You Will Die in 6 Hours comes from Lee Yun-Seok. This is his return to Osaka 10 years after screening Yuko’s Diary at OAFF 2015, and he brings his adaptation of Kazuaki Takano’s same-named thriller novel where a woman approaching her 30th birthday accompanies a man who claims to see the future and warns her she will die. It played in the Korean Fantastic: Feature-length Film section of the 28th Bucheon International Fantastic Film Festival where it won a Best Actor award for Park Ju-hyun and the Audience Award.

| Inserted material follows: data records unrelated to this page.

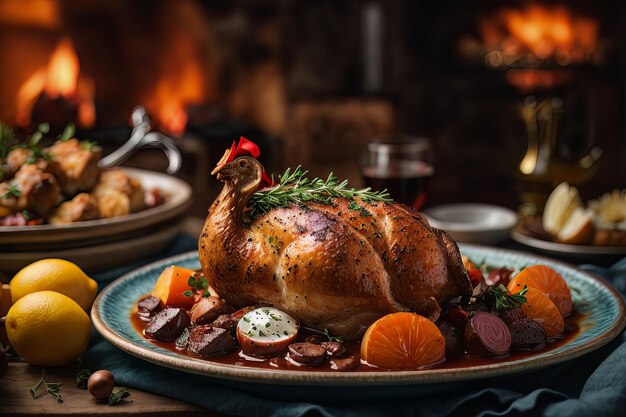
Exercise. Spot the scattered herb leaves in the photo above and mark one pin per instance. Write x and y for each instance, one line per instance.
(52, 388)
(118, 395)
(505, 300)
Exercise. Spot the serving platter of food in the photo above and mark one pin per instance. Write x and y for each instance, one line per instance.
(569, 227)
(306, 281)
(60, 195)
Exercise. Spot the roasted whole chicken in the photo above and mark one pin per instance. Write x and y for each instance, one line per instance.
(326, 264)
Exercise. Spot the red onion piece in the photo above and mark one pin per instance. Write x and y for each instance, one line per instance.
(487, 335)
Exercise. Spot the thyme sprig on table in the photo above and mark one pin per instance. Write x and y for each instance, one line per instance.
(294, 187)
(52, 388)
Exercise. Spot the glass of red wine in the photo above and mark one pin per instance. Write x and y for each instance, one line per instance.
(400, 165)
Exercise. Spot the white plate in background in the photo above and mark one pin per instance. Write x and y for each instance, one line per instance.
(473, 223)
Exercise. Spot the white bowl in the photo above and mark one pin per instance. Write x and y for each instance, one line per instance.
(473, 223)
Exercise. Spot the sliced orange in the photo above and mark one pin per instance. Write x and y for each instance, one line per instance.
(403, 341)
(547, 280)
(539, 307)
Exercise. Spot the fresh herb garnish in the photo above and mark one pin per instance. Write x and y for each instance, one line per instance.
(83, 374)
(275, 317)
(355, 206)
(51, 388)
(118, 395)
(12, 191)
(36, 151)
(68, 133)
(505, 300)
(199, 284)
(295, 188)
(181, 341)
(332, 338)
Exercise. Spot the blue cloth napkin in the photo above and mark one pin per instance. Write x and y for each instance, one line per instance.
(594, 384)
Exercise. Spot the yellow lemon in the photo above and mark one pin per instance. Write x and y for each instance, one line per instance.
(55, 275)
(47, 328)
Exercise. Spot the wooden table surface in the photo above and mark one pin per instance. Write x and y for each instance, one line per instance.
(15, 398)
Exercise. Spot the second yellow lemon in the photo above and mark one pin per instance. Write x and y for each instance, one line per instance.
(47, 328)
(55, 275)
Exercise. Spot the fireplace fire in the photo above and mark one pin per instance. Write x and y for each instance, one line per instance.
(57, 93)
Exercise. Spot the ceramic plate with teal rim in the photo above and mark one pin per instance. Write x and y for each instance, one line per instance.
(601, 307)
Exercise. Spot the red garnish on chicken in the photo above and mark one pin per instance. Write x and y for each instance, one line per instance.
(245, 147)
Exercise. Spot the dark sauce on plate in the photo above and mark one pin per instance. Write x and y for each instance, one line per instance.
(235, 358)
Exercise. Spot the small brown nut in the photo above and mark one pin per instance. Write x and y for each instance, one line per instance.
(101, 384)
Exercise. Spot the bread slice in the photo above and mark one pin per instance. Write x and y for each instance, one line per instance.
(578, 228)
(559, 207)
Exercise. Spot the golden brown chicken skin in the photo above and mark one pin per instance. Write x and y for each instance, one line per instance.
(328, 265)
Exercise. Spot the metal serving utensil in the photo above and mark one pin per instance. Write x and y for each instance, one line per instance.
(142, 137)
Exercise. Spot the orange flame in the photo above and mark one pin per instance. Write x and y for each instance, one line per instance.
(59, 79)
(543, 31)
(63, 69)
(182, 82)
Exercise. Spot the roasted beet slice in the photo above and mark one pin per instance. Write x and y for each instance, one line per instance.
(349, 363)
(454, 339)
(167, 324)
(334, 349)
(512, 315)
(208, 341)
(487, 335)
(307, 353)
(527, 335)
(208, 309)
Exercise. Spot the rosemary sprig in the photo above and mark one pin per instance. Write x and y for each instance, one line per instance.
(51, 388)
(295, 188)
(506, 301)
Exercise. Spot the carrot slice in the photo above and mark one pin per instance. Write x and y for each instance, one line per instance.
(403, 341)
(548, 281)
(539, 307)
(171, 285)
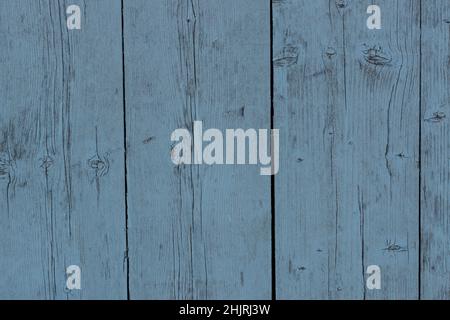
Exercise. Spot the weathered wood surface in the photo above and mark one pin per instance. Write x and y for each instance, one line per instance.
(347, 196)
(435, 171)
(61, 151)
(196, 232)
(364, 149)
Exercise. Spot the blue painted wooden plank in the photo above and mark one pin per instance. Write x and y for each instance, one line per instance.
(347, 99)
(435, 150)
(61, 150)
(196, 232)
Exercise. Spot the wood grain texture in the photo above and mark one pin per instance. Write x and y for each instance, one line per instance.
(435, 171)
(61, 150)
(347, 99)
(196, 232)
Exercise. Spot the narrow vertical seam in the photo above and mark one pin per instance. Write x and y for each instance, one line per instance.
(127, 260)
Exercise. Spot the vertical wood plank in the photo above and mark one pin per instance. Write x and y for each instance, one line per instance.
(435, 150)
(347, 194)
(61, 150)
(196, 232)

Housen Cultural Foundation-supported program

OAFF continues its collaboration with the Osaka-based Housen Cultural Foundation, a group that funds undergraduate graduation films in the hope of nurturing the next generation of filmmaking talent.

Japan. These films will be screened at the Nakanoshima Art Museum, Osaka. Admission is free.

And Then How He Told the Horse Mackerel (真アジ, 2024, Dir: Shin Kimura)

Imperfect Me (不完全なわたし, 2024 Dir: Koichi Yamashina)

Life Is Snow (相談, 2024, Dir: Zhang Yaoyuan)

New Born Life (2024, Dir: Muki Osako)

Ten Easy Pieces (2024, Dirs: Sota Namise, Koya Yokomori, He Mengtian, Miyu Otsuki, Nicole L, Mirei Nose, Liu Yifei, Kaede Fujimoto, Hoi Pek I, Yusuke Koike)

The Melancholy of a Brass Player for Brass Quintet (金管五重奏の為の喇叭吹きの憂鬱, 2024, Dir: Daichi Furuya)

The Midnight Sun (折にふれて, 2024, Dir: Hina Murata)

Seasonless Love (季節のない愛, 2024, Dir: Yuki Nakazato)


Special Presentation

Fresh from an award-winning run at Venice International Film Festival, there will be a Special Presentation of Jiang Xiaoxuan’s To Kill a Mongolian Horse, an intimate character drama centred on a herdsman who balances running a beloved ranch facing tough times by day and performing horseback tricks in a city arena for tourists at night. Jiang took inspiration from a real-life friend and beautifully captures the extravagant flair and skill of these performances and contrasts them with the harsh reality faced by riders who cling on to their cultural identity in any way that they can.


Osaka Asian Film Festival 2025 will take place from March 14 to 23 at venues in Osaka City, including ABC Hall, Theatre Umeda, T-Joy Umeda and Nakanoshima Museum of Art, Osaka.

Winners of the Grand-prix, Most Promising Talent Award and other awards will be announced at the Award Ceremony on March 23, followed by the Closing screening.